S1Q3 · Replace Middle with N Times Middle¶
⚡ Quick Reference
Function: replace_middle_with_n_times_middle(t: tuple, n: int) -> tuple
Core idea: find the middle index, slice around it, insert n copies of the middle element.
def replace_middle_with_n_times_middle(t: tuple, n: int) -> tuple:
mid = len(t) // 2
return t[:mid] + (t[mid],) * n + t[mid+1:]
Key rules:
- Input always has odd length → middle index = len(t) // 2
- (t[mid],) * n creates a tuple of n copies
- Concatenate: before + copies + after
Problem Statement¶
Problem
Write a function replace_middle_with_n_times_middle(t, n) that replaces the middle element of the odd-length tuple t with n copies of itself.
Examples:
t=(1, 2, 3, 4, 5), n=5
(1, 2, 3, 3, 3, 3, 3, 4, 5)
t=(1, 2, 3), n=4
(1, 2, 2, 2, 2, 3)
Understanding the problem¶
For t = (1, 2, 3, 4, 5):
len(t) = 5 → mid = 5 // 2 = 2
t[mid] = t[2] = 3
t[:2] = (1, 2)
(3,) * 5 = (3, 3, 3, 3, 3)
t[3:] = (4, 5)
Result: (1, 2) + (3,3,3,3,3) + (4, 5) = (1, 2, 3, 3, 3, 3, 3, 4, 5)

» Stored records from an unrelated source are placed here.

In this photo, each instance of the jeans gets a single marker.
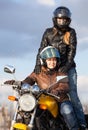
(72, 74)
(67, 112)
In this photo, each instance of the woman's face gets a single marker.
(61, 21)
(51, 62)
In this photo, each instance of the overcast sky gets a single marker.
(22, 24)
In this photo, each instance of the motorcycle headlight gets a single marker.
(35, 89)
(27, 102)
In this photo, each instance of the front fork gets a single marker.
(30, 125)
(14, 118)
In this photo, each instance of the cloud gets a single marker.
(46, 2)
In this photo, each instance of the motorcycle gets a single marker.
(36, 109)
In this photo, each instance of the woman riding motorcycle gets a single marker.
(63, 37)
(50, 61)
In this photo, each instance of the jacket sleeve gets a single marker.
(44, 43)
(71, 48)
(62, 86)
(31, 79)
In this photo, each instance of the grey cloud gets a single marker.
(23, 23)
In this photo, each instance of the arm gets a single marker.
(71, 51)
(43, 44)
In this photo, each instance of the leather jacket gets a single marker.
(47, 78)
(65, 41)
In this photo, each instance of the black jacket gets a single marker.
(65, 41)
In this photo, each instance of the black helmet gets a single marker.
(62, 12)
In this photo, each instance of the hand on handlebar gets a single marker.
(10, 82)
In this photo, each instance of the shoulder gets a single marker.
(49, 30)
(72, 30)
(62, 77)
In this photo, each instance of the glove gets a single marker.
(10, 82)
(13, 82)
(37, 69)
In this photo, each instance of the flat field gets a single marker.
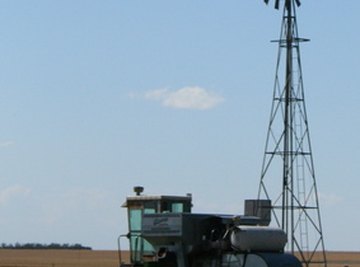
(96, 258)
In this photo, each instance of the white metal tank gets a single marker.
(258, 238)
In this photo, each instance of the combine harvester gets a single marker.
(164, 233)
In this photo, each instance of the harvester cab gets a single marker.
(164, 233)
(138, 206)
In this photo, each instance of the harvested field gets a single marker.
(96, 258)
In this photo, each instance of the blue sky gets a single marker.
(99, 96)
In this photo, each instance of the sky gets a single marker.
(99, 96)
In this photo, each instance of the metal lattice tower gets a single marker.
(288, 154)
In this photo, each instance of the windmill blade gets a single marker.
(277, 3)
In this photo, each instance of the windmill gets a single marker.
(288, 162)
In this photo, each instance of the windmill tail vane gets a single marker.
(287, 3)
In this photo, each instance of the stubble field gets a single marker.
(95, 258)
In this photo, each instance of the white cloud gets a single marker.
(186, 98)
(11, 192)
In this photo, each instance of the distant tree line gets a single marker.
(43, 246)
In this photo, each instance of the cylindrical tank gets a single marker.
(258, 238)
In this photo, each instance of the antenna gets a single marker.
(288, 160)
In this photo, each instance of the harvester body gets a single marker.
(163, 232)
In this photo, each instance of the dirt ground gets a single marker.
(95, 258)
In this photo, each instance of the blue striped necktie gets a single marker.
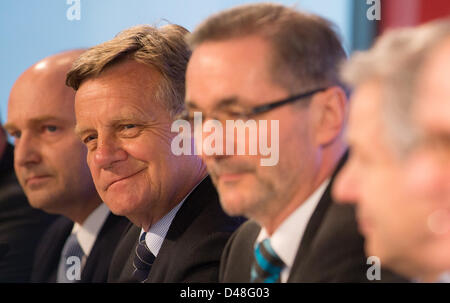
(267, 266)
(143, 260)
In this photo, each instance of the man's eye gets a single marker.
(89, 138)
(50, 128)
(16, 134)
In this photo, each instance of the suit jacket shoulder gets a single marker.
(237, 257)
(49, 250)
(97, 264)
(99, 260)
(331, 249)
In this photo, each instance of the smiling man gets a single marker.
(269, 62)
(51, 167)
(129, 90)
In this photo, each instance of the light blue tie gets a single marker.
(267, 266)
(69, 269)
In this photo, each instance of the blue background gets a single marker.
(33, 29)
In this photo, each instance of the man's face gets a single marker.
(393, 221)
(233, 75)
(430, 170)
(127, 133)
(49, 159)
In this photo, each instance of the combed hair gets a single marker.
(306, 49)
(162, 48)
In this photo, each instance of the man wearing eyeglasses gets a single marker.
(268, 62)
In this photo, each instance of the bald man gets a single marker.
(21, 226)
(50, 163)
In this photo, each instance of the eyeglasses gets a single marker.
(245, 114)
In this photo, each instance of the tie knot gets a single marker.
(143, 260)
(267, 266)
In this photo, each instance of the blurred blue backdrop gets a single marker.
(33, 29)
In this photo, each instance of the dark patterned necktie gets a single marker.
(143, 260)
(267, 266)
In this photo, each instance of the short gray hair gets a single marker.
(306, 48)
(395, 61)
(161, 48)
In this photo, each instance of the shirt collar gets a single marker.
(157, 232)
(287, 237)
(87, 232)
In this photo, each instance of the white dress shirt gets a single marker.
(87, 232)
(157, 232)
(286, 239)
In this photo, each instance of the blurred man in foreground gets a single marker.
(400, 226)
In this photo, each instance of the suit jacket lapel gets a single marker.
(315, 221)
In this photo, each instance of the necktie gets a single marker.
(69, 269)
(143, 260)
(267, 265)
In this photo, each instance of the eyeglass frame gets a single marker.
(272, 105)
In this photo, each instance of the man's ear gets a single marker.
(330, 114)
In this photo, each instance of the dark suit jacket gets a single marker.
(193, 244)
(331, 250)
(97, 264)
(21, 226)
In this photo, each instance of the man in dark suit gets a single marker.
(21, 226)
(129, 90)
(50, 163)
(252, 63)
(397, 174)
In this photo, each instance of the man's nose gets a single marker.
(26, 150)
(107, 152)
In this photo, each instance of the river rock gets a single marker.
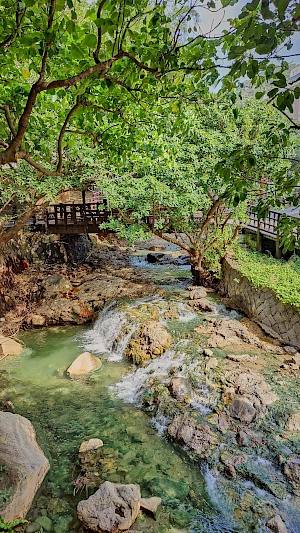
(208, 353)
(292, 472)
(153, 339)
(25, 461)
(84, 364)
(44, 522)
(197, 293)
(211, 363)
(241, 358)
(277, 524)
(243, 409)
(228, 332)
(198, 438)
(112, 508)
(9, 346)
(38, 320)
(90, 445)
(180, 389)
(57, 283)
(253, 383)
(293, 422)
(242, 438)
(150, 504)
(202, 304)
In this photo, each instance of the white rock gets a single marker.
(9, 346)
(25, 461)
(112, 508)
(150, 504)
(84, 364)
(293, 422)
(92, 444)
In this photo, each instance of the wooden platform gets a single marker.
(77, 218)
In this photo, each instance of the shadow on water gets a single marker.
(65, 412)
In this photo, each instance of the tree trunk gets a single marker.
(11, 233)
(198, 272)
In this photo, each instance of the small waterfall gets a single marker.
(225, 313)
(133, 384)
(108, 327)
(119, 348)
(184, 313)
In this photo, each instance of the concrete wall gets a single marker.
(261, 305)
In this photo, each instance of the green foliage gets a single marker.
(9, 527)
(266, 272)
(194, 174)
(5, 494)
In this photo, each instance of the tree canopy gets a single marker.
(66, 65)
(192, 188)
(78, 80)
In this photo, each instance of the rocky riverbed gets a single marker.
(211, 381)
(67, 293)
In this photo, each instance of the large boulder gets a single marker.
(248, 395)
(25, 462)
(293, 422)
(114, 507)
(197, 437)
(57, 283)
(152, 340)
(9, 346)
(84, 364)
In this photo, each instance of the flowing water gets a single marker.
(105, 405)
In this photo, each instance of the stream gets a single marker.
(106, 405)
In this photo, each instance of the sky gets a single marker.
(210, 20)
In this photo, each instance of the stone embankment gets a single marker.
(281, 321)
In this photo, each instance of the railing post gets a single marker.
(278, 249)
(258, 237)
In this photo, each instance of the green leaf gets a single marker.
(252, 5)
(272, 93)
(90, 40)
(76, 52)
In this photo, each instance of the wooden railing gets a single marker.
(267, 226)
(77, 218)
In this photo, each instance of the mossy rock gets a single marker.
(167, 489)
(180, 518)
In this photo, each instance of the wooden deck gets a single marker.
(77, 218)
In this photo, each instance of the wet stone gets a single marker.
(45, 522)
(277, 524)
(243, 409)
(33, 527)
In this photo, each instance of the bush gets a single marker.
(266, 272)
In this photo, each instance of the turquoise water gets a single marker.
(66, 412)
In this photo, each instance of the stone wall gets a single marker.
(279, 320)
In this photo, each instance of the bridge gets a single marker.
(86, 217)
(77, 219)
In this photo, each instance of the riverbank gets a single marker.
(66, 293)
(217, 386)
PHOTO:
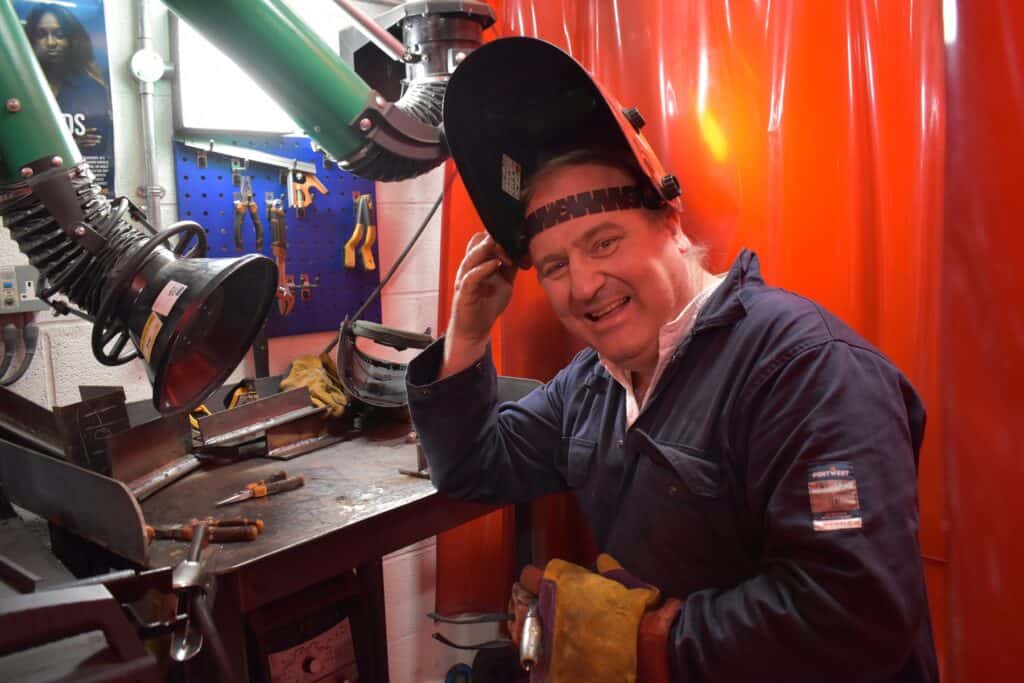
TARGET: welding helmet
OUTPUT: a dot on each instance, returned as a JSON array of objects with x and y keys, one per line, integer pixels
[{"x": 517, "y": 102}]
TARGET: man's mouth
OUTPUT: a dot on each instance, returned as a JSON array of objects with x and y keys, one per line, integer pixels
[{"x": 611, "y": 307}]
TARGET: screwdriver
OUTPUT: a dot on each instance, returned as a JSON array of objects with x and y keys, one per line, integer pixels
[{"x": 278, "y": 483}]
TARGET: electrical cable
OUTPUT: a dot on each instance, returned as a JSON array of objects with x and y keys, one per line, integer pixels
[
  {"x": 397, "y": 262},
  {"x": 9, "y": 346},
  {"x": 31, "y": 336}
]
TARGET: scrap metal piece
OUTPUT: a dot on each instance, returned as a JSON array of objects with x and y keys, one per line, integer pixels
[
  {"x": 252, "y": 420},
  {"x": 150, "y": 483},
  {"x": 150, "y": 447},
  {"x": 90, "y": 505},
  {"x": 24, "y": 422},
  {"x": 87, "y": 424},
  {"x": 302, "y": 435}
]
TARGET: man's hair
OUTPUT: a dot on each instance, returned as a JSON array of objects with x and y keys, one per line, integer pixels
[
  {"x": 612, "y": 158},
  {"x": 79, "y": 44}
]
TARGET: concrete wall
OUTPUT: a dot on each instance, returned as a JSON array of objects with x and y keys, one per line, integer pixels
[{"x": 65, "y": 359}]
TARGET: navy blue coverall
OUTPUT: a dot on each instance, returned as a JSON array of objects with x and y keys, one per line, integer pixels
[{"x": 770, "y": 481}]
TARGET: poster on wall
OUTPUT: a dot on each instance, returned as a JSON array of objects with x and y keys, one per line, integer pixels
[{"x": 70, "y": 41}]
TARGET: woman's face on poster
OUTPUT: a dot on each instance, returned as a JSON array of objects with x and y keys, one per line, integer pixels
[{"x": 49, "y": 40}]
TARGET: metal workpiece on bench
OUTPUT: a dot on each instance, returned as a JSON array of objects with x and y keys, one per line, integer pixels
[{"x": 90, "y": 505}]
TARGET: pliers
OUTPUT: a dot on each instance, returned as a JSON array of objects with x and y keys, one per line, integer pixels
[
  {"x": 244, "y": 202},
  {"x": 275, "y": 216},
  {"x": 299, "y": 184},
  {"x": 364, "y": 222}
]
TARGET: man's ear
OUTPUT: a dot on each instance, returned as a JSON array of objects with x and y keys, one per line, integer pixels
[{"x": 675, "y": 225}]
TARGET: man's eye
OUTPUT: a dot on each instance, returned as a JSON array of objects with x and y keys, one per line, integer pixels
[{"x": 554, "y": 268}]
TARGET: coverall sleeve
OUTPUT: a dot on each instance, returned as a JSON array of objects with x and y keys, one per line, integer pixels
[
  {"x": 840, "y": 604},
  {"x": 477, "y": 449}
]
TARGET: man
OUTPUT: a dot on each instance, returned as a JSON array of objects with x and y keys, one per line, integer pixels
[{"x": 732, "y": 444}]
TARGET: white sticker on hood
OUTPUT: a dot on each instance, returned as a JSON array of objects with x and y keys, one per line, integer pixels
[{"x": 511, "y": 177}]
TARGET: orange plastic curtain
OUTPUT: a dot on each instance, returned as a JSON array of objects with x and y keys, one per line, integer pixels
[
  {"x": 815, "y": 134},
  {"x": 983, "y": 337}
]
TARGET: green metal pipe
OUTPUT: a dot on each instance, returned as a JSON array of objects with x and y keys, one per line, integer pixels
[
  {"x": 278, "y": 50},
  {"x": 31, "y": 125}
]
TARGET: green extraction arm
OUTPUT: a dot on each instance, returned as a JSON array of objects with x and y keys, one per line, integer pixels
[{"x": 367, "y": 134}]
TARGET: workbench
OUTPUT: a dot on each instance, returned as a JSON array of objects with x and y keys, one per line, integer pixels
[{"x": 321, "y": 542}]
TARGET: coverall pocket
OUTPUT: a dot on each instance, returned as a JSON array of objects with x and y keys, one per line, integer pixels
[
  {"x": 581, "y": 455},
  {"x": 696, "y": 475}
]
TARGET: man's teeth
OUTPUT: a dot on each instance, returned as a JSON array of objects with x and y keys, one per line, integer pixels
[{"x": 596, "y": 315}]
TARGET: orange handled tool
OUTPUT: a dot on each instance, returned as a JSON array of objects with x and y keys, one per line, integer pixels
[{"x": 278, "y": 483}]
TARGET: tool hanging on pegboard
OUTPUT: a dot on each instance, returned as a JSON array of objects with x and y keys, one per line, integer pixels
[
  {"x": 366, "y": 226},
  {"x": 309, "y": 210}
]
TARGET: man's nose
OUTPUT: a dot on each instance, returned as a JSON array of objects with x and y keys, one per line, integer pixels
[{"x": 586, "y": 280}]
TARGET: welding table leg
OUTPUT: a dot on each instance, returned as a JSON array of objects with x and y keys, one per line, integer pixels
[{"x": 373, "y": 658}]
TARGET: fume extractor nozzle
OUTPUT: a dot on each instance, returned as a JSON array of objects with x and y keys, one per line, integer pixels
[
  {"x": 147, "y": 294},
  {"x": 402, "y": 138}
]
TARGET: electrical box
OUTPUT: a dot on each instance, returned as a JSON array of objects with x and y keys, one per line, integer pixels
[{"x": 18, "y": 286}]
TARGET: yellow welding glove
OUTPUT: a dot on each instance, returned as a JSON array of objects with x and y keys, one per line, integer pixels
[
  {"x": 591, "y": 623},
  {"x": 320, "y": 375}
]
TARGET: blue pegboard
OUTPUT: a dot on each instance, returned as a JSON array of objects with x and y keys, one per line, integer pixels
[{"x": 314, "y": 242}]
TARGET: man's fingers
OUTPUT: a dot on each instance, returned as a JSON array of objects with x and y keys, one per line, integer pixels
[
  {"x": 473, "y": 279},
  {"x": 479, "y": 249}
]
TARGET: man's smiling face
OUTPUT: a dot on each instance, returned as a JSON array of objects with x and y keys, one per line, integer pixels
[{"x": 614, "y": 278}]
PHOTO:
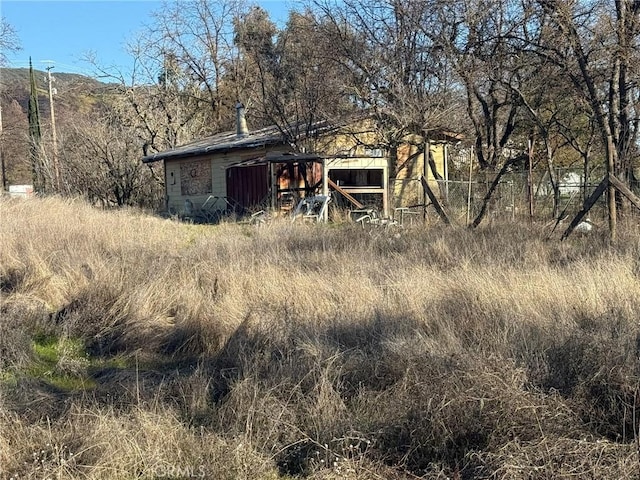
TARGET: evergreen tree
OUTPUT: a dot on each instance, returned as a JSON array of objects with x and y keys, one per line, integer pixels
[{"x": 35, "y": 135}]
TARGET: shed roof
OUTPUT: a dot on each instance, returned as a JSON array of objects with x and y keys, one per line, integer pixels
[{"x": 221, "y": 142}]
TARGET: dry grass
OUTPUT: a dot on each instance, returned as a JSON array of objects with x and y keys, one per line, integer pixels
[{"x": 321, "y": 351}]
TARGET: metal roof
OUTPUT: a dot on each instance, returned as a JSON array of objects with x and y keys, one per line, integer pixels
[{"x": 221, "y": 142}]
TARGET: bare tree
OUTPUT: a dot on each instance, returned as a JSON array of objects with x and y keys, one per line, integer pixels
[
  {"x": 300, "y": 79},
  {"x": 9, "y": 41},
  {"x": 601, "y": 37},
  {"x": 177, "y": 90},
  {"x": 102, "y": 163}
]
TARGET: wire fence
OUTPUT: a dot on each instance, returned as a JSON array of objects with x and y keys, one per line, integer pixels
[{"x": 515, "y": 198}]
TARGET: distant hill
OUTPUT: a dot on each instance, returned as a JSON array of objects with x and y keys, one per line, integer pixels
[{"x": 75, "y": 95}]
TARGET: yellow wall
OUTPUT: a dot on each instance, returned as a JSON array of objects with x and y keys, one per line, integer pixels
[{"x": 404, "y": 182}]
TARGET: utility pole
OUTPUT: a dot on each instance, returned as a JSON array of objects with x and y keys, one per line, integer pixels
[
  {"x": 56, "y": 167},
  {"x": 3, "y": 168}
]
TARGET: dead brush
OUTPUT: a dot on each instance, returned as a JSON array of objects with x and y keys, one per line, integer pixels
[{"x": 479, "y": 354}]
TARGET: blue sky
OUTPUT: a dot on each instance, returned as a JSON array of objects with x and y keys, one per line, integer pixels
[{"x": 64, "y": 31}]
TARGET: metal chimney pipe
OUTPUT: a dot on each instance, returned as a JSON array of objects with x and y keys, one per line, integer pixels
[{"x": 241, "y": 122}]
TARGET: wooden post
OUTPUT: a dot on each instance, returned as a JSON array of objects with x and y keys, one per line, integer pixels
[
  {"x": 587, "y": 206},
  {"x": 530, "y": 179},
  {"x": 435, "y": 201},
  {"x": 469, "y": 189}
]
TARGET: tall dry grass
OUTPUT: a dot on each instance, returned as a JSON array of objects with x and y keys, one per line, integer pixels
[{"x": 322, "y": 351}]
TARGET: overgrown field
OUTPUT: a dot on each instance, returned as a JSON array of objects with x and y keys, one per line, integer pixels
[{"x": 136, "y": 347}]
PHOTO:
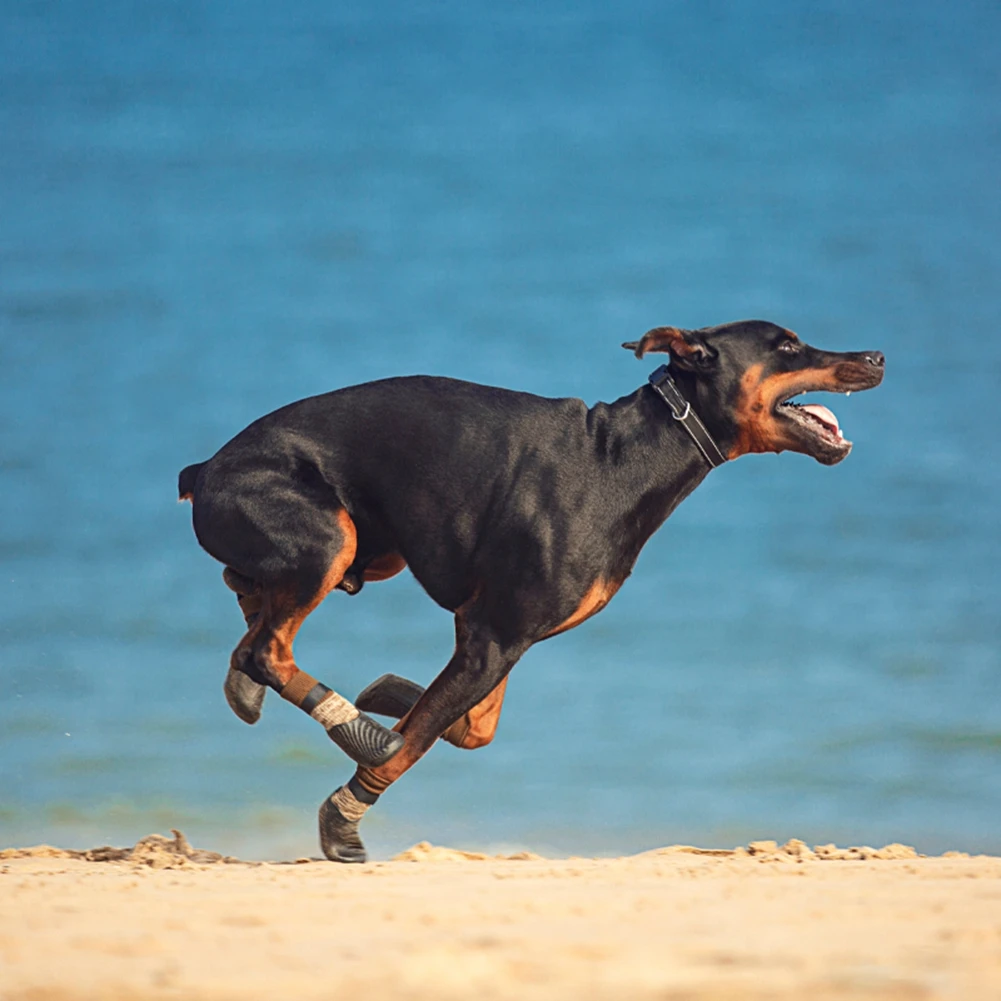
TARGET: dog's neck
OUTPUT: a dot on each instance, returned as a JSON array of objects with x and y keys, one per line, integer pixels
[{"x": 648, "y": 459}]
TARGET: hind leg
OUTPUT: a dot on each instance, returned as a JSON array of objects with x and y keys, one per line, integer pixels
[
  {"x": 475, "y": 675},
  {"x": 244, "y": 696},
  {"x": 393, "y": 696},
  {"x": 264, "y": 655}
]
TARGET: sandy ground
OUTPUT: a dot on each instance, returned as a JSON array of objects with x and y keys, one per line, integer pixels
[{"x": 164, "y": 921}]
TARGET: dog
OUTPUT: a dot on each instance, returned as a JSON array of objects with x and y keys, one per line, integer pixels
[{"x": 521, "y": 515}]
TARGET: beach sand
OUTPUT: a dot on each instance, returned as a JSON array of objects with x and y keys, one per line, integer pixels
[{"x": 677, "y": 924}]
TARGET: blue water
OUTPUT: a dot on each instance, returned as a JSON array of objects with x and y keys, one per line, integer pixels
[{"x": 209, "y": 210}]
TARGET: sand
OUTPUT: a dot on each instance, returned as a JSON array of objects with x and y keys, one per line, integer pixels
[{"x": 679, "y": 924}]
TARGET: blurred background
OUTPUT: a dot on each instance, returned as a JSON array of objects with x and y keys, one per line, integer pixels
[{"x": 207, "y": 211}]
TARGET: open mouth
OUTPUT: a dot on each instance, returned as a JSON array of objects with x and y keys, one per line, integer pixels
[{"x": 814, "y": 418}]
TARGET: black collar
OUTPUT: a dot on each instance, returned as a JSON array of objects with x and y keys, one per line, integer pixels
[{"x": 681, "y": 409}]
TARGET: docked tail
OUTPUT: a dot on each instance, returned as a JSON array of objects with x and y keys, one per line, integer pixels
[{"x": 185, "y": 481}]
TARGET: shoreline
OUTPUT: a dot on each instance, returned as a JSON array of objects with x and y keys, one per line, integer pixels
[{"x": 164, "y": 920}]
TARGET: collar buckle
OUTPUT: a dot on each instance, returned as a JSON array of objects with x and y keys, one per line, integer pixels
[{"x": 681, "y": 409}]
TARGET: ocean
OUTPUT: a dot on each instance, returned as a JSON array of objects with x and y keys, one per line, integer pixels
[{"x": 207, "y": 211}]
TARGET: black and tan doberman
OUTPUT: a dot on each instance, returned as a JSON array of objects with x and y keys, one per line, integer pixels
[{"x": 523, "y": 516}]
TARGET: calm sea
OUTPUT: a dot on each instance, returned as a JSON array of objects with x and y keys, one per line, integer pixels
[{"x": 208, "y": 210}]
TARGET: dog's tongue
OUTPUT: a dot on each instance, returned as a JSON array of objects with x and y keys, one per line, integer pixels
[{"x": 823, "y": 413}]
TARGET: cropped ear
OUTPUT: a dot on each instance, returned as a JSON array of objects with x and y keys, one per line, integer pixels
[{"x": 686, "y": 347}]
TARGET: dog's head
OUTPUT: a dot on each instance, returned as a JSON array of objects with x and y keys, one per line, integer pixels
[{"x": 741, "y": 377}]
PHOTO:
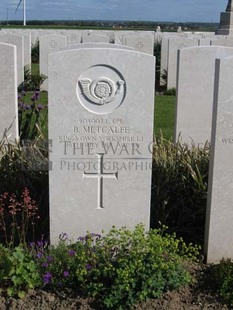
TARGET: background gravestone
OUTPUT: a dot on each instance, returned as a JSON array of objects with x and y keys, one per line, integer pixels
[
  {"x": 96, "y": 45},
  {"x": 49, "y": 44},
  {"x": 8, "y": 91},
  {"x": 18, "y": 41},
  {"x": 92, "y": 37},
  {"x": 101, "y": 124},
  {"x": 140, "y": 43},
  {"x": 174, "y": 45},
  {"x": 195, "y": 89},
  {"x": 219, "y": 217}
]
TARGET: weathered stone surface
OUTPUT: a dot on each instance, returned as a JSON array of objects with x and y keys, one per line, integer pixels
[
  {"x": 8, "y": 92},
  {"x": 101, "y": 124},
  {"x": 219, "y": 218}
]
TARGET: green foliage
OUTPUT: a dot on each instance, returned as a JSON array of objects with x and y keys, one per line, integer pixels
[
  {"x": 35, "y": 52},
  {"x": 223, "y": 275},
  {"x": 33, "y": 116},
  {"x": 21, "y": 273},
  {"x": 179, "y": 188},
  {"x": 32, "y": 82},
  {"x": 164, "y": 116},
  {"x": 26, "y": 166},
  {"x": 170, "y": 92},
  {"x": 121, "y": 268},
  {"x": 17, "y": 218},
  {"x": 118, "y": 269}
]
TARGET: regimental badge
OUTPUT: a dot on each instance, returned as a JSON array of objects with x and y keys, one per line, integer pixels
[{"x": 102, "y": 90}]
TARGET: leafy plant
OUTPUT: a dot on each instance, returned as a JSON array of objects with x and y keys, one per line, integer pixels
[
  {"x": 22, "y": 273},
  {"x": 32, "y": 82},
  {"x": 26, "y": 167},
  {"x": 170, "y": 92},
  {"x": 120, "y": 268},
  {"x": 31, "y": 118},
  {"x": 223, "y": 275},
  {"x": 35, "y": 52},
  {"x": 17, "y": 215},
  {"x": 179, "y": 188}
]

(element,) * n - single-element tuple repeated
To create a tuple of n copies of a value: (value,) * n. The trailing comma after value makes it a tuple (not parentheses). Without the comma: (value) * n is just value * n - a number multiplied.
Tracing both examples¶
t=(1,2,3,4,5), n=5:
mid = 2, t[mid] = 3
t[:2] + (3,)*5 + t[3:]
= (1,2) + (3,3,3,3,3) + (4,5)
= (1, 2, 3, 3, 3, 3, 3, 4, 5)
t=(1,2,3), n=4:
Solution approaches¶
def replace_middle_with_n_times_middle(t: tuple, n: int) -> tuple:
l = list(t)
mid = len(l) // 2
l[mid:mid+1] = [l[mid]] * n # replace one element with n copies
return tuple(l)
Convert to list (mutable), use slice assignment to replace the middle element with n copies, convert back. The slice l[mid:mid+1] = [...] replaces exactly one element.
Key takeaways¶
(value,) * n - tuple repetition
The trailing comma makes (value,) a single-element tuple. Multiplying by n gives n copies. Without the comma, (value) * n is arithmetic, not a tuple.
len(t) // 2 for odd-length middle
For any odd-length sequence, integer division by 2 gives the exact middle index: length 3 → index 1, length 5 → index 2, length 7 → index 3.
l[mid:mid+1] = [...] for in-place replacement
Slice assignment l[i:i+1] = new_elements replaces exactly one element with any number of elements - a flexible in-place substitution pattern.